Putting a rest to the widespread speculations, Russian President Vladimir Putin on Monday concluded his ‘Victory Day’ address without mentioning any declaration of war in Ukraine or general mobilisation of its forces.
Promoting Russia as a multi-ethnic nation, Vladimir Putin also said on Monday, “Shoulder to shoulder, soldiers and officers are standing here from many regions of our huge motherland, including those who arrived here straight from Donbas directly from the war zone.
“We remember how Russia’s enemy tried to use against us the gangs of international terrorism. They tried to sow international and religious enmity to break us, to weaken us from inside, but they failed,” he said.
“Today our warriors of different ethnicities are fighting together in the battle. They shield each other from bullets and fragments and shrapnel, really as brothers, and this is the strength of Russia. The unbeatable strength of our multi-ethnic nation,” he added.
Kremlin spokesperson Dmitry Peskov told state-run news agency RIA Novosti that the air portion of the Victory Day parade in Moscow was cancelled because of the weather.
According to CNN, the parade was expected to show 77 aircraft flying over Moscow’s Red Square, commemorating the 77th anniversary of the Soviet Union defeating Nazi Germany in World War II.
Putin claimed that his country is fighting ‘in its own soil’. He also informed that American veterans were not allowed to attend the Victory Parade in Moscow.
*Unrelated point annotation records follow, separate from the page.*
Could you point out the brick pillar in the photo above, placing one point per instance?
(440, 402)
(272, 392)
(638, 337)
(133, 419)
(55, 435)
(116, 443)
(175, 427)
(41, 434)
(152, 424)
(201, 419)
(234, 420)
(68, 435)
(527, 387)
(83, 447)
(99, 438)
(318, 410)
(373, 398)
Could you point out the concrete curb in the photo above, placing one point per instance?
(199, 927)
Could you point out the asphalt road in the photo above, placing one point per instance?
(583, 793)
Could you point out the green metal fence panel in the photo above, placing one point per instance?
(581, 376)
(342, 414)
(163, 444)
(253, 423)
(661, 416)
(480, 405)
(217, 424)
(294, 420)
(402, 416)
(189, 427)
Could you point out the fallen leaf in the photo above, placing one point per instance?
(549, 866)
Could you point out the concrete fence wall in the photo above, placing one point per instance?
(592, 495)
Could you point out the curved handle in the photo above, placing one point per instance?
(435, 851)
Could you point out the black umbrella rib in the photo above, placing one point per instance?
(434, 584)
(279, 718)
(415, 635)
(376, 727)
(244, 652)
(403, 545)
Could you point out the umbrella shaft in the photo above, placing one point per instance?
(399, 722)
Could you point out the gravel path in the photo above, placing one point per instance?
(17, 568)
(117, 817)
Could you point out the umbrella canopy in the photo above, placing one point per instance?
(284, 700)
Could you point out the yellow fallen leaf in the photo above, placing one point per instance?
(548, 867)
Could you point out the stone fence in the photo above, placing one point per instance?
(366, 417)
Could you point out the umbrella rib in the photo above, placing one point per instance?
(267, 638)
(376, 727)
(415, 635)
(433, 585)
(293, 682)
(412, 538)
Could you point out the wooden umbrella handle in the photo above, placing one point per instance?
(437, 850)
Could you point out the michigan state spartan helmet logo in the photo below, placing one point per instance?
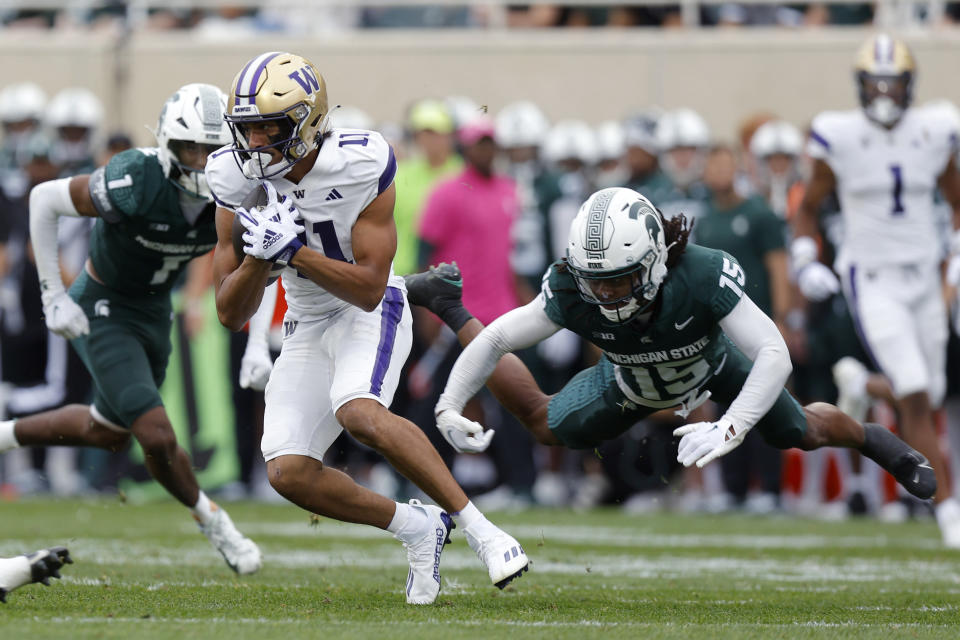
(617, 233)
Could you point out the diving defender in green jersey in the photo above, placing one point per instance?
(675, 328)
(155, 214)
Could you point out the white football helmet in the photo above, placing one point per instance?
(347, 117)
(884, 73)
(521, 124)
(75, 115)
(776, 137)
(617, 253)
(683, 129)
(191, 119)
(286, 92)
(21, 102)
(570, 140)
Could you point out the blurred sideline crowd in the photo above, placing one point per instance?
(284, 16)
(503, 234)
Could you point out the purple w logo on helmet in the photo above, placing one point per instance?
(308, 82)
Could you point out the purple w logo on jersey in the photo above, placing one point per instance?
(308, 82)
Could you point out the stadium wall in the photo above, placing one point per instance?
(592, 74)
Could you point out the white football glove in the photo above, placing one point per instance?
(255, 366)
(64, 316)
(953, 270)
(953, 262)
(272, 231)
(817, 281)
(466, 436)
(702, 442)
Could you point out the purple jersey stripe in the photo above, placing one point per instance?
(390, 314)
(242, 75)
(259, 72)
(816, 136)
(855, 313)
(386, 178)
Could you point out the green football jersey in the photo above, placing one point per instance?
(749, 231)
(664, 362)
(142, 242)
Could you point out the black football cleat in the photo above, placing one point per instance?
(46, 563)
(914, 472)
(436, 288)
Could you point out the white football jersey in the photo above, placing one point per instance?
(353, 167)
(886, 181)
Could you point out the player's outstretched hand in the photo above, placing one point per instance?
(466, 436)
(702, 442)
(817, 281)
(65, 317)
(255, 366)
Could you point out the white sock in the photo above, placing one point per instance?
(14, 572)
(205, 509)
(406, 521)
(468, 515)
(7, 439)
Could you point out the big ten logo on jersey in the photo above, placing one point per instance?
(307, 79)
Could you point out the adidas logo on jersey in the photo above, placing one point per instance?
(270, 238)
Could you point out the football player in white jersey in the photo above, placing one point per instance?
(347, 330)
(886, 160)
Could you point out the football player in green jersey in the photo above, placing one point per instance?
(155, 213)
(674, 327)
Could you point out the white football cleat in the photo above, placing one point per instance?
(423, 554)
(240, 552)
(500, 553)
(850, 376)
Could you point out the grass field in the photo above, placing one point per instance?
(145, 572)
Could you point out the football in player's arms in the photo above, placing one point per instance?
(255, 201)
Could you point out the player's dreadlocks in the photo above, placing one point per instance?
(677, 231)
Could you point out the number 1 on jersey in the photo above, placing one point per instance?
(897, 172)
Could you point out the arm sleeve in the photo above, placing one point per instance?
(757, 336)
(49, 201)
(517, 329)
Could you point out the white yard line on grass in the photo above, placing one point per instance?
(607, 536)
(486, 622)
(636, 566)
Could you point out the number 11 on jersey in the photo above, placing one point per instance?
(897, 172)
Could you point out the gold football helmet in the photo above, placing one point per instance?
(283, 97)
(884, 74)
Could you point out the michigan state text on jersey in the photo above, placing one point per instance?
(886, 161)
(674, 325)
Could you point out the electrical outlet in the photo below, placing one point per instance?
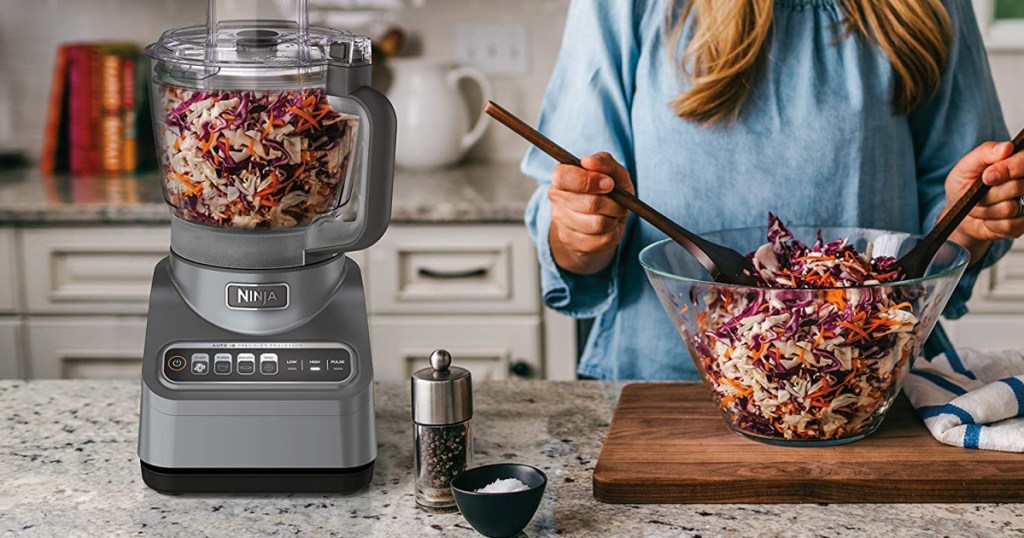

In other remarks during the ‘Victory Day’ speech, Putin said “our duty is to do everything so that the horror of a global war does not happen again.” He also alluded to the conflict in Ukraine and said “Russia gave a preemptive rebuff to aggression — it was a forced and sovereign decision.
The military parade started in Russia on Victory Day on Monday to mark the 77th anniversary of the Soviet Union’s defeat of Nazi Germany in the Great Patriotic War, state reports.